Spec for parallelism improvment of multicloud

Change-Id: If07bd4690014f19ff202ca6ad23ebdab227305fe Issue-ID: MULTICLOUD-150 Signed-off-by: Hong Hui Xiao <honghui_xiao@yeah.net>
author: Hong Hui Xiao <honghui_xiao@yeah.net> 2018-01-17 10:15:26 +0800
committer: Hong Hui Xiao <honghui_xiao@yeah.net> 2018-03-22 13:35:54 +0800
commit: 4ec771638adb66e6eed50707aca1927b12fdac45 (patch)
tree: da4d4e729e3413de3f42ee2c5783375622c81e23
parent: 9a8d0bfd808e4a3dd0f9e6a5753c89460ca71540 (diff)
1 files changed, 199 insertions, 0 deletions
diff --git a/docs/specs/parallelism_improvement.rst b/docs/specs/parallelism_improvement.rst
new file mode 100644
index 0000000..00d66df
--- /dev/null
+++ b/docs/specs/parallelism_improvement.rst
@@ -0,0 +1,199 @@
+..
+ This work is licensed under a Creative Commons Attribution 4.0
+ International License.
+
+===============================================
+Parallelism improvement of Multi Cloud Services
+===============================================
+
+
+Problem Description
+===================
+
+Multi-Cloud runs Django by using Django's built-in webserver currently.
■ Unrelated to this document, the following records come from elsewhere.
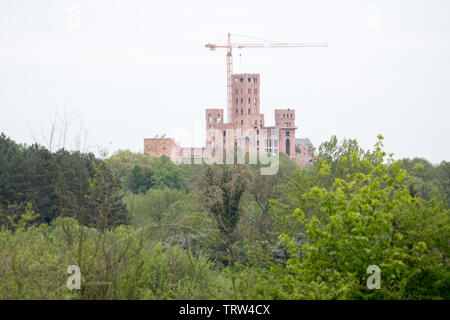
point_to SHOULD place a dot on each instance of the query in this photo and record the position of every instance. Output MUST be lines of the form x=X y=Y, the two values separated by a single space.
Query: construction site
x=245 y=126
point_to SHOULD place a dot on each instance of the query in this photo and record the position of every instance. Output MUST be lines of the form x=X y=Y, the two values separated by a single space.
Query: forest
x=147 y=228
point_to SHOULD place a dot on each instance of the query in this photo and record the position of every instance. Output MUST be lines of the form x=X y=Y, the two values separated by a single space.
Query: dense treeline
x=144 y=228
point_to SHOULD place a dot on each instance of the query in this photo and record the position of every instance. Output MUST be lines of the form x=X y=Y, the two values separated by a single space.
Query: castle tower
x=246 y=101
x=285 y=122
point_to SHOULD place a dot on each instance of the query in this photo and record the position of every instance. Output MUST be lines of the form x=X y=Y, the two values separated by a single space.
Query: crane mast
x=229 y=46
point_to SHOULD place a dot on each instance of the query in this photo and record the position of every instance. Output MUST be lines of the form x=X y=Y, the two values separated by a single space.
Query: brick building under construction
x=245 y=128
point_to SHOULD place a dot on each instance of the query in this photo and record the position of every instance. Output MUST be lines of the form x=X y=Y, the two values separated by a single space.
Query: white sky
x=126 y=67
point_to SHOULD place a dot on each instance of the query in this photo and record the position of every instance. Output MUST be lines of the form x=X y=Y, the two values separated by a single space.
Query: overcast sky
x=127 y=70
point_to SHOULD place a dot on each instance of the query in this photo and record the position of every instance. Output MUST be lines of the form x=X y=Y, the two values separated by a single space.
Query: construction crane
x=229 y=46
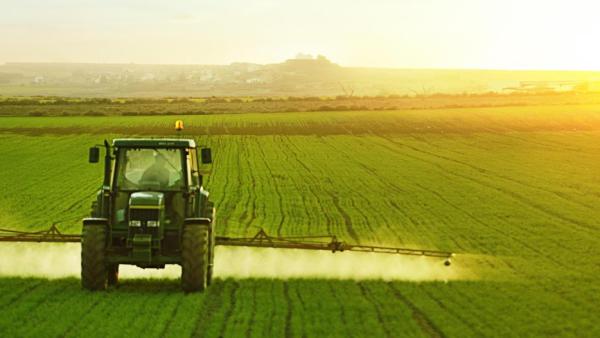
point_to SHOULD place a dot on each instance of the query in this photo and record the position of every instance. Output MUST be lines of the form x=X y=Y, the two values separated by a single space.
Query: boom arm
x=261 y=240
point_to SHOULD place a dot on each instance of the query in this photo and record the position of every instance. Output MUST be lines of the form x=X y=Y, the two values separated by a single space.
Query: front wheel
x=93 y=259
x=194 y=258
x=113 y=274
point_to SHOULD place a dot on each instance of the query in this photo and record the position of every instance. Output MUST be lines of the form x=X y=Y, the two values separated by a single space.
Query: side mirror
x=205 y=156
x=94 y=155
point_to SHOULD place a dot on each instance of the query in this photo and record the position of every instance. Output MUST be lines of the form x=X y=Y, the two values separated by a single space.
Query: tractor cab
x=152 y=181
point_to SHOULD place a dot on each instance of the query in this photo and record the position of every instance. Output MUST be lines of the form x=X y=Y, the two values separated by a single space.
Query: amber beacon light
x=179 y=125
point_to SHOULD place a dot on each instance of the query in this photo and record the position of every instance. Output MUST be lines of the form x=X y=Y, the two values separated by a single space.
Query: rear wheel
x=113 y=274
x=93 y=259
x=194 y=258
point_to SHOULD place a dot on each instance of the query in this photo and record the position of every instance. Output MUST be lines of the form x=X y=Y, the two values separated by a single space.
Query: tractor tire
x=93 y=260
x=113 y=274
x=194 y=258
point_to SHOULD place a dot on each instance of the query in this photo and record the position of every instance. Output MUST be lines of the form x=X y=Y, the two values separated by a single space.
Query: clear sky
x=498 y=34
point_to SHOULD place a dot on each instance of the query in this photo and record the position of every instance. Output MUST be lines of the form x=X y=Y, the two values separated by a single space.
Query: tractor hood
x=146 y=200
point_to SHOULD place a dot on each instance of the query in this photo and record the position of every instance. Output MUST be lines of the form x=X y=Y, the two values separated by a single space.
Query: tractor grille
x=143 y=214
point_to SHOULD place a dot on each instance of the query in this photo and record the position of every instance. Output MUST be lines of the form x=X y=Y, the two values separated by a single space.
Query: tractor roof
x=153 y=143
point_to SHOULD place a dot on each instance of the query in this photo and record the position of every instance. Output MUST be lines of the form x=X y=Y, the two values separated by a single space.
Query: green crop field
x=514 y=191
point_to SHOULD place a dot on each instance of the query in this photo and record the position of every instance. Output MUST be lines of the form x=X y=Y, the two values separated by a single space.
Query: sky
x=478 y=34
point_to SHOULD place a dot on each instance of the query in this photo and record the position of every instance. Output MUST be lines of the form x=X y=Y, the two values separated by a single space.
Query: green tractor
x=150 y=211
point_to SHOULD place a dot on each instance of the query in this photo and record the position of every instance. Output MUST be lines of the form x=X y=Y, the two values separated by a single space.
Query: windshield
x=150 y=169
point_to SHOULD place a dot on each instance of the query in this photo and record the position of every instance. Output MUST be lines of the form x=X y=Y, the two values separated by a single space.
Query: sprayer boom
x=52 y=235
x=328 y=243
x=260 y=240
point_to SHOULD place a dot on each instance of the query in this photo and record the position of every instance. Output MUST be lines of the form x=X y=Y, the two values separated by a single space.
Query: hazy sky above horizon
x=493 y=34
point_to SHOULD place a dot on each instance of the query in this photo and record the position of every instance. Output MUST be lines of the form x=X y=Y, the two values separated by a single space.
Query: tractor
x=150 y=211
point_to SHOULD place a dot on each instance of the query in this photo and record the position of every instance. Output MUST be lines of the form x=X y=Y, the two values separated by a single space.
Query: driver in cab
x=158 y=172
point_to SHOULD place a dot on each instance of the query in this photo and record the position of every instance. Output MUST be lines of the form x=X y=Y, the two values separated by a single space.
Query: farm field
x=513 y=191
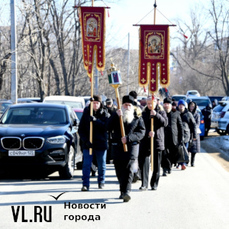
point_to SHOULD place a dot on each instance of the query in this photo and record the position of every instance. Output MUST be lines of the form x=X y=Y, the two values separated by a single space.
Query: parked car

+According to Django Document[Django_Document]_, this mode should not be used
+in production. This mode has not gone through security audits or performance
+tests, and should only be used in development. From test on local computer,
+this mode can only handle ONE API request at one time. This can not meet the
+performance requirement.
+
+.. [Django_Document] https://docs.djangoproject.com/en/dev/ref/django-admin/#runserver
+
+Although security and scalability might be improved as the side effect of
+resolving the performance issue, this spec will only focus on how to improve
+the parallelism(performance) of current MultiCloud API framework.
+
+Possible Solutions
+==================
+
+Solution 1
+----------
+
+Django is a mature framework. And it has its own way to improve parallelism.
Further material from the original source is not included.